A família de Tamires chegou a denunciar seu desaparecimento. Nesse meio tempo, Douglas assumiu o cargo no Ministério Público Federal, ingressando, assim, no período de estágio probatório de dois anos. Tamires sobreviveu ao seu sequestro, comendo restos de comida, dormindo no chão, sem acesso a remédios ou a itens básico de higiene. Quando conseguiu fugir, denunciou o marido.


“Mas uma pessoa assim tem condições de ocupar um cargo no Ministério Público Federal?”, você pode estar se perguntando. Acredito que o bom senso indicaria que não, que ele deveria ser afastado do cargo. Foi o que a vice-procuradora geral da República, Ela Wiecko, também sugeriu ao solicitar a exoneração de Douglas ao argumentar que ele “não possui idoneidade moral para exercer o cargo de procurador da República”.


No entanto, a proposta da relatora foi derrotada pelo Conselho Superior do Ministério Público, por 5 votos a 4.


O Viomundo fez uma matéria sobre isso e registrou um comentário que descreve bem o problema:


Isso dá um livro. Jovem promotor, transferido para Brasília sob grave acusação, para tratamento psiquiátrico, ocupa provisoriamente vaga de colega que trabalha na Lava Jato. Decide abrir procedimento contra um ex-presidente da República, é acusado de vazar documentos para a revista da família mais poderosa do Brasil e, apesar de responder a processo por sequestro e cárcere privado da própria mulher, conquista cargo vitalício!


Então, estaria certo o Lula de convocar feministas que se indignassem contra isso? Certamente. Ocorre que ele fez não por se preocupar com Tamires, a vítima, e também não se preocupar com o fato de haver um machismo institucionalizado que permite que homens assim ocupem cargos importantes e de prestígio, como é o de Procurador da República. Lula queria que o movimento feminista se indignasse com isso para tirar proveito individual do fato.


E o mesmo aconteceu com as pessoas de direita que vieram cobrar críticas ao Lula. Imagine só que curioso que é pessoas acostumadas a xingar a Dilma de todo tipo de palavrão machista vir falar que é ofensivo que o Lula falou “grelo duro”.

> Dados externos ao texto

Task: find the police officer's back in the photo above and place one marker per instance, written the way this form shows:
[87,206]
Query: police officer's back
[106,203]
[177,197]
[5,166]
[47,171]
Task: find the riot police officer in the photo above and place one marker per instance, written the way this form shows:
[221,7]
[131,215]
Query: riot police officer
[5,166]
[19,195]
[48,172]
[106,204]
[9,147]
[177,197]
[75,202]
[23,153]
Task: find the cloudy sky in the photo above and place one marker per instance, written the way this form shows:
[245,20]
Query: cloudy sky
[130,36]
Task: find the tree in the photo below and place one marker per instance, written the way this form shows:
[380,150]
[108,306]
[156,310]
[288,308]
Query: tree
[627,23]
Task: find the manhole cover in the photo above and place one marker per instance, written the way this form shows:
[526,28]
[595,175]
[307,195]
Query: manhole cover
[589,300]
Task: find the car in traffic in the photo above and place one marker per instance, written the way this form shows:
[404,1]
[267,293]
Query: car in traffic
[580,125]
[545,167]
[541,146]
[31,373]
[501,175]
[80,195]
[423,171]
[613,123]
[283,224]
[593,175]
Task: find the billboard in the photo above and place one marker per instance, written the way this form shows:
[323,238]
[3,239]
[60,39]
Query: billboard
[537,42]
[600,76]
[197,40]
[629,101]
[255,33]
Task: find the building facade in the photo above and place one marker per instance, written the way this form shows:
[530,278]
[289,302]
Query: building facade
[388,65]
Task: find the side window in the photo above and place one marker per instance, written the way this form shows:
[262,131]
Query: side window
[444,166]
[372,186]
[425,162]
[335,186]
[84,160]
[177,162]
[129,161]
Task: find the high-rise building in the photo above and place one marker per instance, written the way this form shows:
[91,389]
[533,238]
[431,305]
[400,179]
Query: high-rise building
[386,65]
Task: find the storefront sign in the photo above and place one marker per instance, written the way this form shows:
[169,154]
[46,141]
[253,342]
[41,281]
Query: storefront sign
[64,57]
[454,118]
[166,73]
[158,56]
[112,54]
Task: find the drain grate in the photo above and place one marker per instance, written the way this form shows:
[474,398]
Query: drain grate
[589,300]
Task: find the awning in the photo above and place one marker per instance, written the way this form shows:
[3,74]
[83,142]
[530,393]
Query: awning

A intenção deles não é – nem nunca foi – de um interesse legítimo em não ofender mulheres, muito menos mulheres feministas. Aliás, o que mais fazem é nos ofender. O objetivo, tal como Lula, era mobilizar o movimento feminista com motivação em interesse próprio. Neste caso, o objetivo era manchar a imagem do Lula.


Em ambos os casos se tenta o mesmo: usar o movimento feminista como massa de manobra.


E isso é de longe muito pior que falar que mulheres tem “grelo duro”.


O movimento feminista sempre se pautou pelo posicionamento político. Ser feminista significa incessantemente fazer política. No entanto, não nos escutam quando falamos nos direitos das mulheres, na configuração sistêmica do machismo, no feminicídio, na morte de mulheres transexuais, entre tantas outras pautas urgentes que lidamos diariamente. O que chama atenção e querem nos ouvir é sobre “grelo duro” ser ofensivo ou não? Me poupe!


EDITADO: este artigo foi editado para constar: "Ele ocupa provisoriamente a vaga do promotor Paulo Roberto Galvão de Carvalho, que trabalha na Operação Lava Jato em Curitiba".